Using an Android Things developer kit I received at a Hackathon, I created a home assistant which caters to my house.
The 8-segment display which shows the time until the next inbound T (Boston subway) will arrive to the nearest stop to the house.
Utilizing the camera, the device detects faces using the Cloud Vision API, and upon seeing a face, greets it by saying "Welcome home". Currently, I'm working on integrating facial recognition, such that the device will be able to say "Welcome home [name]" for stored faces.
Current work also involves integrating the Google Assistant API.
For a final project in an introductory Python course, I worked together with one of my peers to create an implementation of a Neural Network from scratch in Python, using Numpy. We used the common MNIST handwritten digit database, and set out to create a network to recognize digits.
Our network used the Stochastic Gradient Descent, along with optimizations like minibatch for training. We also implemented a basic form of annealed learning. Our network reached a peak accuracy of about 96%.
While Apple’s cables are known for their sleek design, they aren’t known for their durability. It came to be that my MagSafe connector became frayed. Instead of buying a whole new one for $80, I decided to try and use 3D printing to solve this.
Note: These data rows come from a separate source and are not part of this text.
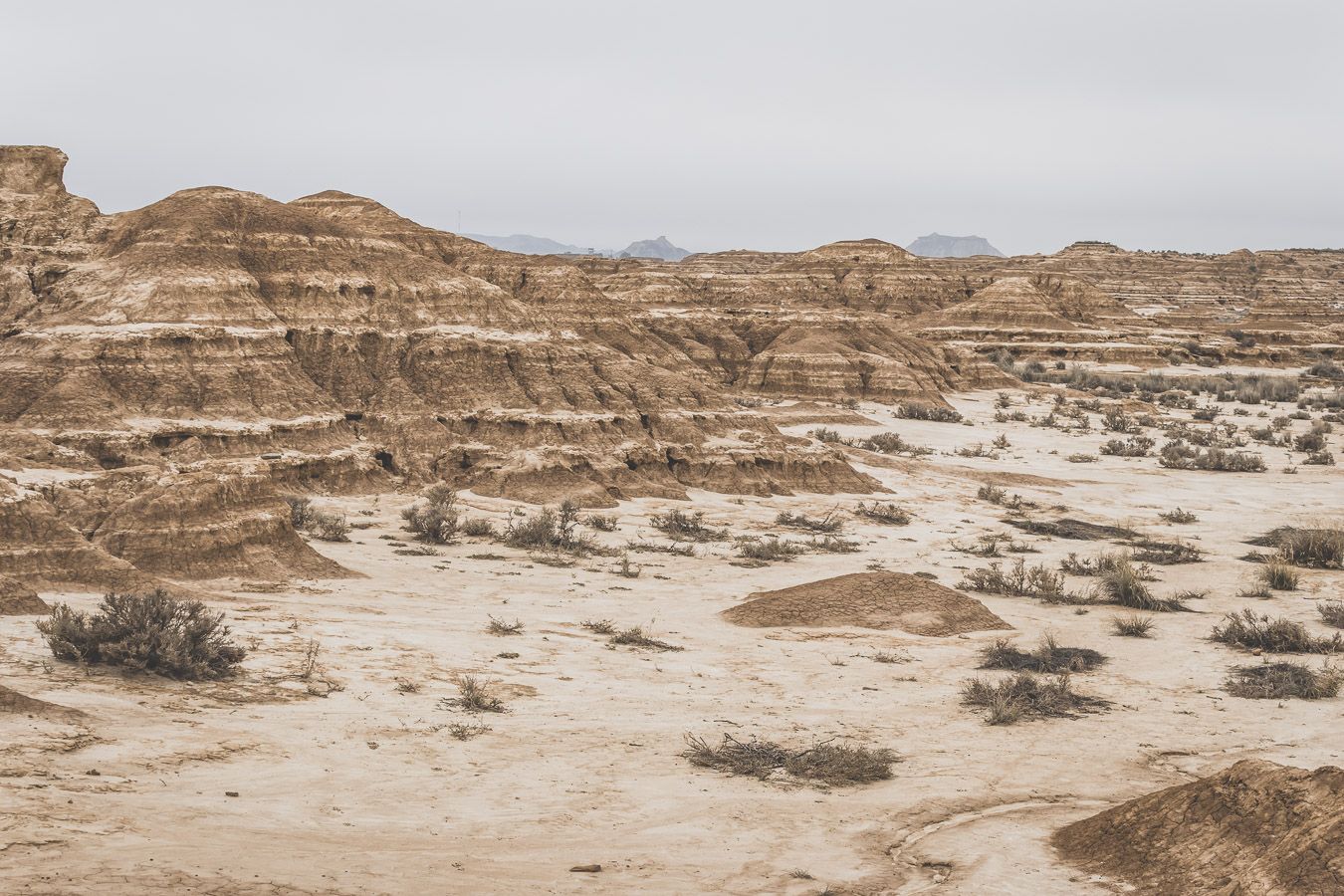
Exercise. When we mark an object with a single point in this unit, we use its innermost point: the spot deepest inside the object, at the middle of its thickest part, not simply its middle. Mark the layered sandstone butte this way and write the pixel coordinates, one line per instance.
(1254, 827)
(168, 373)
(190, 361)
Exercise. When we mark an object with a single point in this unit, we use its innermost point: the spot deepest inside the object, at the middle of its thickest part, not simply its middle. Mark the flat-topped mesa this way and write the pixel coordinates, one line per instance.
(33, 169)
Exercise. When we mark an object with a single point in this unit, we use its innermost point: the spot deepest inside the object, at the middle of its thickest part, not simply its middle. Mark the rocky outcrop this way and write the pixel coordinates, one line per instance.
(1254, 827)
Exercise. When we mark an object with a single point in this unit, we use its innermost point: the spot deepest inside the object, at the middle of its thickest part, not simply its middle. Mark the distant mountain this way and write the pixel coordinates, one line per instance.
(529, 245)
(659, 247)
(941, 246)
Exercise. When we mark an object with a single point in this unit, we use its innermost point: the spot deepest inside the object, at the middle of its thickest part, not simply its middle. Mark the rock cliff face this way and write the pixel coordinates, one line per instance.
(203, 354)
(1255, 827)
(217, 348)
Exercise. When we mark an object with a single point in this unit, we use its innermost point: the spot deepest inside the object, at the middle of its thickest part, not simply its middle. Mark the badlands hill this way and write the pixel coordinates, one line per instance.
(198, 358)
(530, 245)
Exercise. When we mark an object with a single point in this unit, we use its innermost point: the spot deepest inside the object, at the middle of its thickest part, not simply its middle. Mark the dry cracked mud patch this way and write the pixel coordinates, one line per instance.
(338, 769)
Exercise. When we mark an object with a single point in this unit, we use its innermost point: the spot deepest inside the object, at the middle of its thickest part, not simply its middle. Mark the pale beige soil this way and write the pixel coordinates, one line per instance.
(363, 791)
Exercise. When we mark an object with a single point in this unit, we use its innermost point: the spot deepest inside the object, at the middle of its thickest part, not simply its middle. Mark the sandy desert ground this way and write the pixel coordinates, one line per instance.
(337, 774)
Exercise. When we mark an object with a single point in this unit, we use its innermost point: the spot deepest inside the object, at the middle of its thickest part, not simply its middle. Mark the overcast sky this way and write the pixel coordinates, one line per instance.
(1194, 125)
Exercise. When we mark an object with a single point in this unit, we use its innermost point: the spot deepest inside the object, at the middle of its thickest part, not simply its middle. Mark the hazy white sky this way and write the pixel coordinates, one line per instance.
(1185, 123)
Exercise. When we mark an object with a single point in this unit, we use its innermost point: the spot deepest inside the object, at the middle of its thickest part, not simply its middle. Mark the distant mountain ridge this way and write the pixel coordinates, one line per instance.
(530, 245)
(659, 247)
(944, 246)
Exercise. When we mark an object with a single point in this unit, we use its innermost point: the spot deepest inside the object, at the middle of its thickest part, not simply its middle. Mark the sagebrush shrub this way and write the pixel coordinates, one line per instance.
(149, 633)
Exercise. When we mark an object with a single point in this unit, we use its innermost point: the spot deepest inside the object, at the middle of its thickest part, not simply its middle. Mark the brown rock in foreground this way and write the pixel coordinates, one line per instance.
(1254, 827)
(868, 600)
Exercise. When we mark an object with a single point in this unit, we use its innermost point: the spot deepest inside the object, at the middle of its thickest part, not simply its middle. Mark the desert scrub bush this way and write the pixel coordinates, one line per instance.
(883, 512)
(1178, 516)
(1332, 612)
(1027, 696)
(829, 523)
(686, 527)
(1320, 458)
(1122, 584)
(1179, 456)
(418, 551)
(148, 633)
(1166, 553)
(1251, 631)
(1104, 561)
(1282, 681)
(1133, 446)
(992, 493)
(479, 528)
(637, 638)
(832, 545)
(936, 412)
(602, 523)
(1116, 421)
(473, 696)
(329, 527)
(1278, 575)
(1133, 626)
(768, 550)
(500, 626)
(436, 516)
(550, 530)
(1017, 581)
(465, 731)
(1048, 657)
(992, 545)
(672, 550)
(300, 512)
(826, 762)
(1321, 549)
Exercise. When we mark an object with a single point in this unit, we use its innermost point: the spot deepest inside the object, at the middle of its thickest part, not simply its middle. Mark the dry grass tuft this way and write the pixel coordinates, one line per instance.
(1027, 696)
(1283, 680)
(500, 626)
(473, 696)
(1251, 631)
(825, 762)
(1278, 575)
(883, 512)
(1332, 612)
(1133, 626)
(1048, 657)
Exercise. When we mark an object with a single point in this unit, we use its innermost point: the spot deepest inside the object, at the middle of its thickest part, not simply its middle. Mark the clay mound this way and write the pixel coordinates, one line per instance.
(18, 599)
(1255, 827)
(868, 600)
(12, 702)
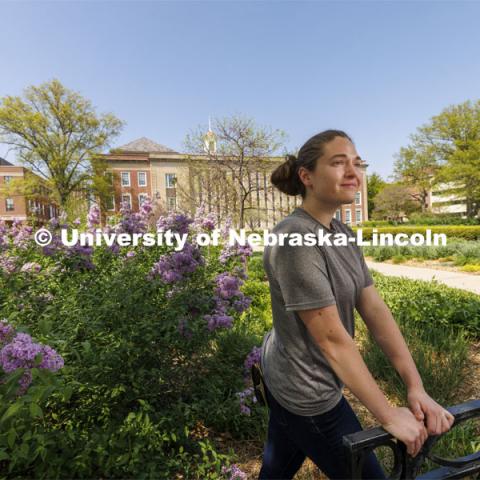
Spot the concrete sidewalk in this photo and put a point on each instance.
(464, 281)
(460, 280)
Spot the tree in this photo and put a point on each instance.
(394, 202)
(235, 155)
(451, 143)
(57, 134)
(375, 184)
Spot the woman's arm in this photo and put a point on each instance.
(384, 328)
(341, 352)
(379, 320)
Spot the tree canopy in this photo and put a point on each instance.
(57, 134)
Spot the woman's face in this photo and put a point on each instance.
(337, 174)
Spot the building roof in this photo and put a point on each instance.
(145, 145)
(4, 163)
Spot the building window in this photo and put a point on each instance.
(170, 180)
(125, 179)
(142, 179)
(127, 198)
(358, 215)
(171, 203)
(348, 216)
(110, 203)
(141, 198)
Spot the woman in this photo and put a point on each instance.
(310, 354)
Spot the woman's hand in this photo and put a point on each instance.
(421, 404)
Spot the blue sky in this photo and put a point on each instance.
(377, 70)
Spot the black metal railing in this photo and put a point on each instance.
(359, 444)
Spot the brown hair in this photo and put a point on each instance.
(285, 176)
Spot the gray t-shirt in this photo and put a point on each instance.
(295, 369)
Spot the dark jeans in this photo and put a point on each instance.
(292, 438)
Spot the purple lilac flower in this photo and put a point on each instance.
(30, 267)
(54, 246)
(21, 353)
(227, 285)
(53, 223)
(7, 264)
(6, 331)
(3, 235)
(93, 218)
(235, 472)
(146, 209)
(227, 295)
(176, 222)
(174, 266)
(183, 328)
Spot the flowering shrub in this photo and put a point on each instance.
(142, 331)
(19, 351)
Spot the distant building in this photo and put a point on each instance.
(144, 167)
(444, 198)
(18, 206)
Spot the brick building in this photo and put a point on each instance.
(15, 205)
(175, 180)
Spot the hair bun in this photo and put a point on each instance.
(291, 160)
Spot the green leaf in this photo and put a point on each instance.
(35, 410)
(11, 411)
(12, 435)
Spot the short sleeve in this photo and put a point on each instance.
(302, 276)
(367, 277)
(366, 272)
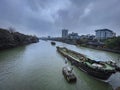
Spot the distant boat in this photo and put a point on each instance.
(53, 43)
(98, 69)
(68, 74)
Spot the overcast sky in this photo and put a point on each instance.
(48, 17)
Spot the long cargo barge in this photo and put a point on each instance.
(98, 69)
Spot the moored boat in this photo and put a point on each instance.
(98, 69)
(68, 74)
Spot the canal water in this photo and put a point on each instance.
(39, 67)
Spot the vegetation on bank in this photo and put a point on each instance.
(10, 38)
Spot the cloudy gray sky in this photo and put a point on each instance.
(48, 17)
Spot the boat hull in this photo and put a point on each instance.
(100, 74)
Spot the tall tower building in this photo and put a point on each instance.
(64, 33)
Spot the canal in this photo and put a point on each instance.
(39, 67)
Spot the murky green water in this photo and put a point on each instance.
(39, 67)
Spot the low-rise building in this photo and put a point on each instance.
(64, 33)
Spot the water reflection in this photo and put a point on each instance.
(39, 67)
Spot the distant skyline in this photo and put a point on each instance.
(49, 17)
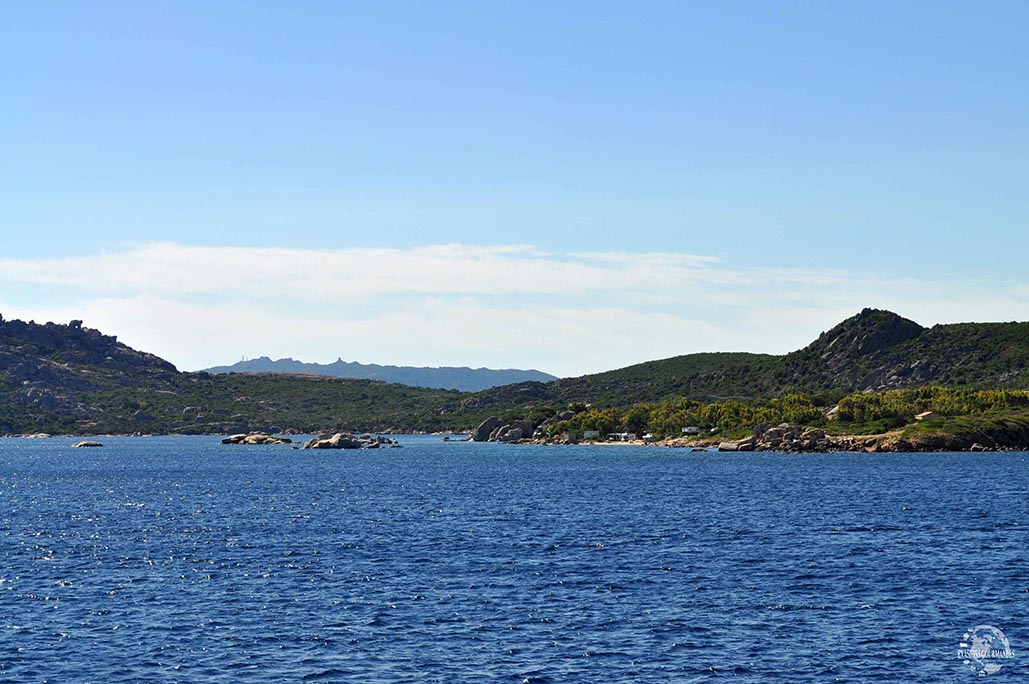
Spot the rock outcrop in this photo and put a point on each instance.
(256, 438)
(347, 440)
(486, 428)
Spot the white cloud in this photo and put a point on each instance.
(454, 304)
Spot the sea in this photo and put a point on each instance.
(182, 560)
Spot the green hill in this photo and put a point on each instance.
(66, 379)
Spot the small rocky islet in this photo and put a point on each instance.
(334, 440)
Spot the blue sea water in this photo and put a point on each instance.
(180, 560)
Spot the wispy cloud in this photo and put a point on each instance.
(508, 305)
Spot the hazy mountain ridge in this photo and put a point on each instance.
(448, 377)
(66, 379)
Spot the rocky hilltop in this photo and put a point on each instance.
(46, 367)
(71, 380)
(875, 350)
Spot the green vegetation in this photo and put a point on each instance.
(861, 412)
(872, 373)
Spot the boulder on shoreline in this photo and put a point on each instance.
(347, 440)
(255, 438)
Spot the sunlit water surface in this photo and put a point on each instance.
(180, 560)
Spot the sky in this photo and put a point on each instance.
(571, 186)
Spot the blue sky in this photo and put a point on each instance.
(804, 158)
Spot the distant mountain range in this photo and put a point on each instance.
(71, 380)
(446, 377)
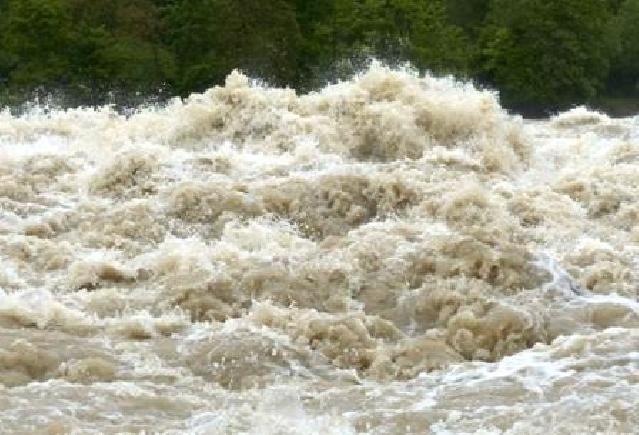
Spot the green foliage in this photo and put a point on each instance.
(540, 52)
(624, 78)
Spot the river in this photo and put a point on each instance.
(392, 254)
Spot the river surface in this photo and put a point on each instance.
(391, 255)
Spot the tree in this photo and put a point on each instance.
(547, 53)
(624, 78)
(212, 37)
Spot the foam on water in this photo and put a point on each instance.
(392, 254)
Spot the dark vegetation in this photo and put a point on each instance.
(542, 55)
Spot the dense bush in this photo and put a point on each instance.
(538, 53)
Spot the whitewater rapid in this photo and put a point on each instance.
(392, 254)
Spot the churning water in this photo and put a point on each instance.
(393, 254)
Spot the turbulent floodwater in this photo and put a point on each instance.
(393, 254)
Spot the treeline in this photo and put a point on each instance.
(540, 54)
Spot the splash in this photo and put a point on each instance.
(391, 254)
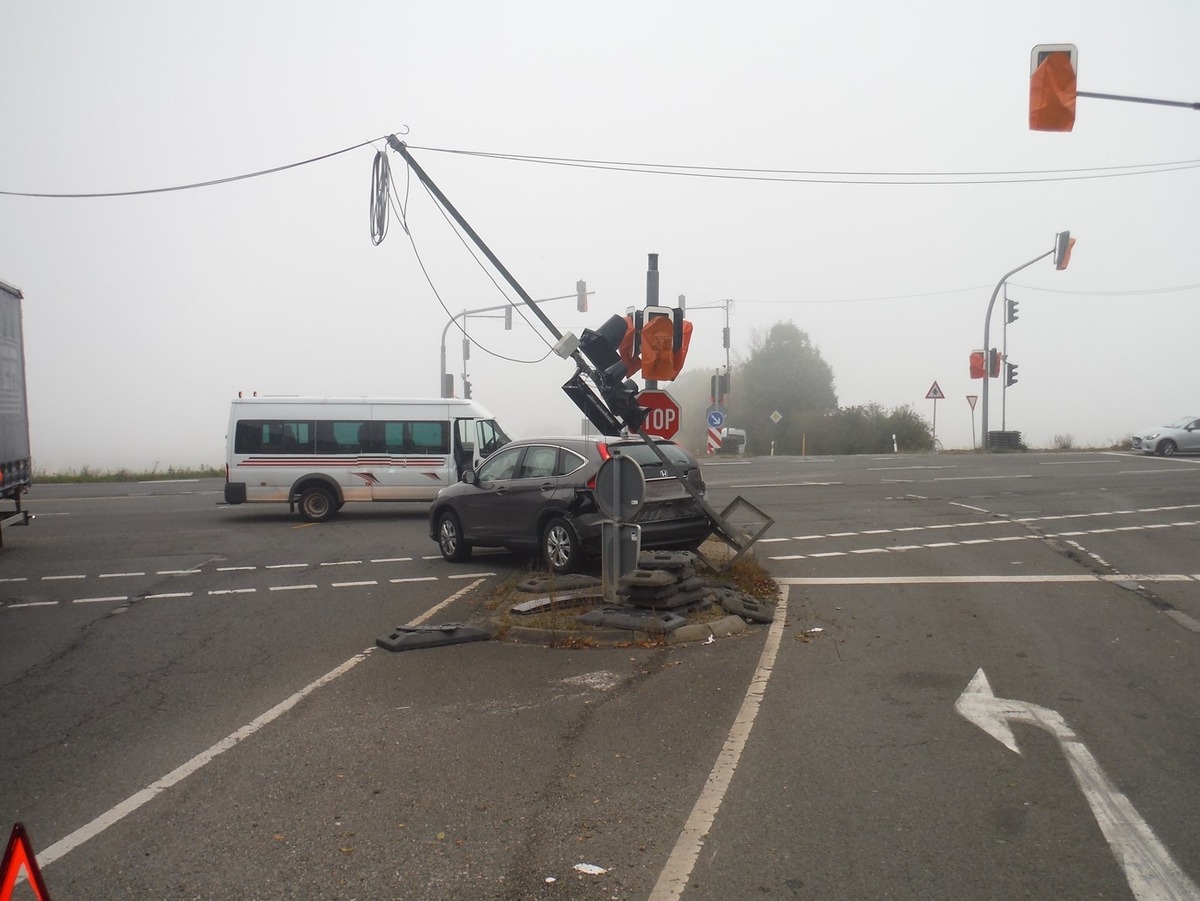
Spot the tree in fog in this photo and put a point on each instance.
(785, 373)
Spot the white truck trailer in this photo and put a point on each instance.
(16, 468)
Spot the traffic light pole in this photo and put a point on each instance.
(987, 336)
(462, 328)
(729, 533)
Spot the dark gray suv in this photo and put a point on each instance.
(537, 494)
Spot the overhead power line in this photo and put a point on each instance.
(823, 176)
(192, 185)
(685, 170)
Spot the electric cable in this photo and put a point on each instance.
(381, 186)
(835, 176)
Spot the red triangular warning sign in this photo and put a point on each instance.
(19, 854)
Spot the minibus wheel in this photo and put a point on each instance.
(317, 504)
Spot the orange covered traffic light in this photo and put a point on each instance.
(1053, 89)
(1062, 246)
(665, 341)
(977, 365)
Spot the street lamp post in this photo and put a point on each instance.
(987, 336)
(454, 320)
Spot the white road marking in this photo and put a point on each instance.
(136, 800)
(1183, 619)
(675, 875)
(1149, 868)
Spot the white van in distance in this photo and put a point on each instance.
(319, 452)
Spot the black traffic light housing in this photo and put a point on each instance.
(607, 382)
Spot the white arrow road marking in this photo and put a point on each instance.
(1151, 872)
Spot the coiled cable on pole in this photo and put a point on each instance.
(381, 186)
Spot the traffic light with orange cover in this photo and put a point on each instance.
(1053, 89)
(977, 365)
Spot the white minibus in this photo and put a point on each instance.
(318, 452)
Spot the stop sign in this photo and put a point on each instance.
(661, 413)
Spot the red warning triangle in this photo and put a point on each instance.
(19, 854)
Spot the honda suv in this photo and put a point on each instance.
(538, 494)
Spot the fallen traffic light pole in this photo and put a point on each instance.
(600, 388)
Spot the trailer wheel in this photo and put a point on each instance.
(317, 504)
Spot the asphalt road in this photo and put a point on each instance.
(192, 704)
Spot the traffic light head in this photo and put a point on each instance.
(1062, 246)
(603, 346)
(977, 365)
(1053, 88)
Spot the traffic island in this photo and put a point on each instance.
(665, 600)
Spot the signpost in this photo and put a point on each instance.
(935, 395)
(971, 400)
(715, 419)
(661, 413)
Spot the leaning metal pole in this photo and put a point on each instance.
(987, 338)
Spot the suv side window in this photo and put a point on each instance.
(539, 462)
(501, 466)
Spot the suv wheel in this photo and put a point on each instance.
(450, 541)
(561, 547)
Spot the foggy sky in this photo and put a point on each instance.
(145, 314)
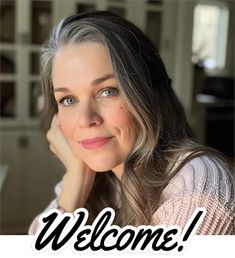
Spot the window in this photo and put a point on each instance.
(210, 35)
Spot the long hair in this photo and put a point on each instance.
(164, 134)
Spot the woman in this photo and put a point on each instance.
(121, 133)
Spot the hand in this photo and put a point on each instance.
(79, 178)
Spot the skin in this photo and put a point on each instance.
(89, 105)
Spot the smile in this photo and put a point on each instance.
(95, 143)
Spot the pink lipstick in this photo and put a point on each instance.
(94, 143)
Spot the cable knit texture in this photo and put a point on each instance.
(202, 182)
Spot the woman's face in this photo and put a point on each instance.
(91, 110)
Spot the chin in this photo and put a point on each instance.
(101, 164)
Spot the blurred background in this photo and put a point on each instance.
(195, 40)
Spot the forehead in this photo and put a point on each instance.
(86, 60)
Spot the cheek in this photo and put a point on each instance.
(120, 118)
(67, 125)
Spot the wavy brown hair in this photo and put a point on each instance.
(163, 131)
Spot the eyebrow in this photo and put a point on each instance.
(93, 83)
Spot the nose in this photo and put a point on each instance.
(88, 116)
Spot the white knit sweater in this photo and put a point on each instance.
(202, 182)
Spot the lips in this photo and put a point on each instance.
(96, 142)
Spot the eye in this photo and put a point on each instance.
(108, 92)
(67, 101)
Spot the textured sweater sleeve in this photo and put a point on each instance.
(203, 182)
(53, 205)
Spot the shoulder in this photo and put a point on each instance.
(205, 175)
(204, 181)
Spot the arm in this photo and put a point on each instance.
(73, 191)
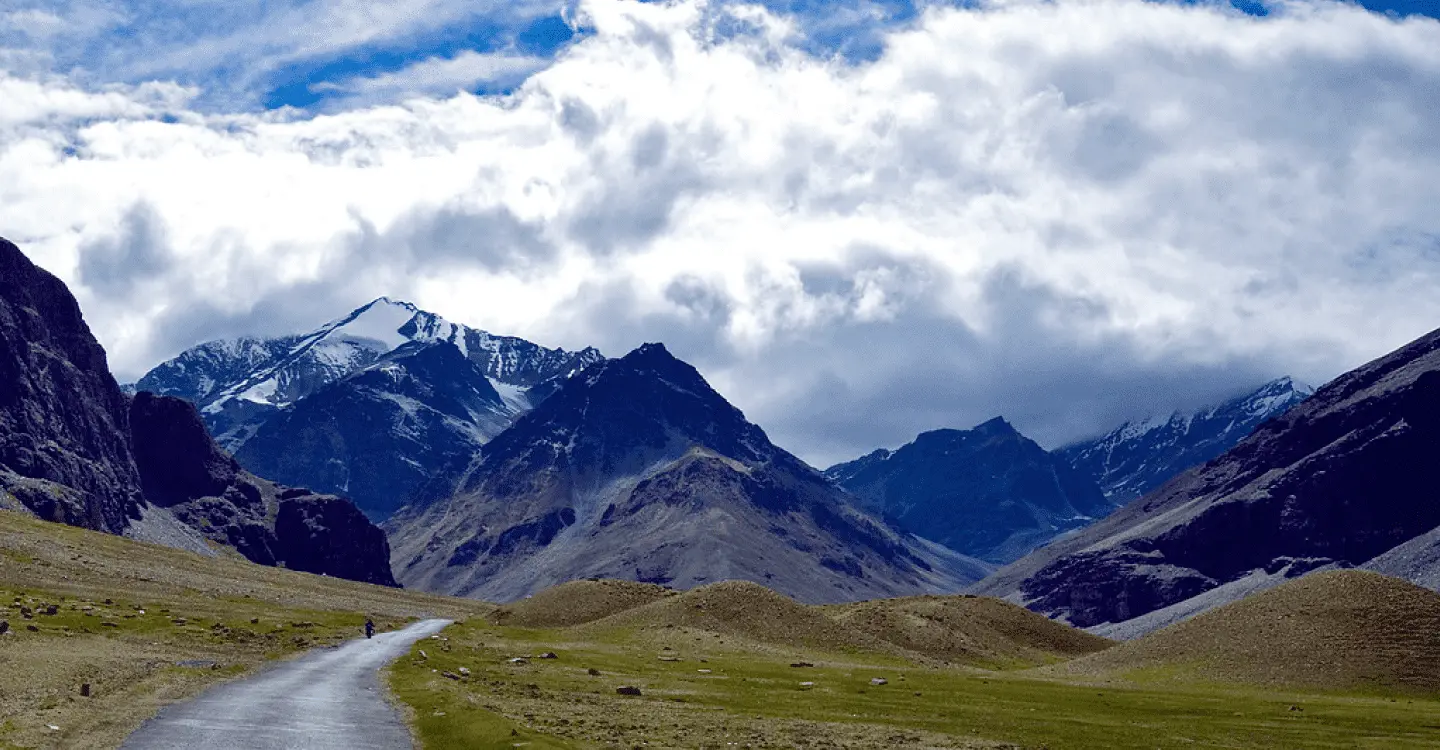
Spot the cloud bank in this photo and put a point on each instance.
(1066, 213)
After iterating through a few prototypes, I found a part that fit well. It's still available to buy here on Shapeways.
Group project in learning methods for machining different materials. Made from acrylic and HDPE. Uses spring and moment arm mechanism for lever action.
Roasted single-origin beans on a stovetop. Kept log of roast time, temperature, and color. Blind tasted each batch and compared to data, qualitatively verifying the relationship between roast time and certain flavor characteristics.
3D printed mold, mimics elements of a metal casting mold, uses wax. More successful design created allowed part to be removed (not pictured). To be used as a teaching tool.
Given challenge to create a simple stand from a steel bar, allowing for two viewing angles of the clock. Design only uses bends, no welds or joints.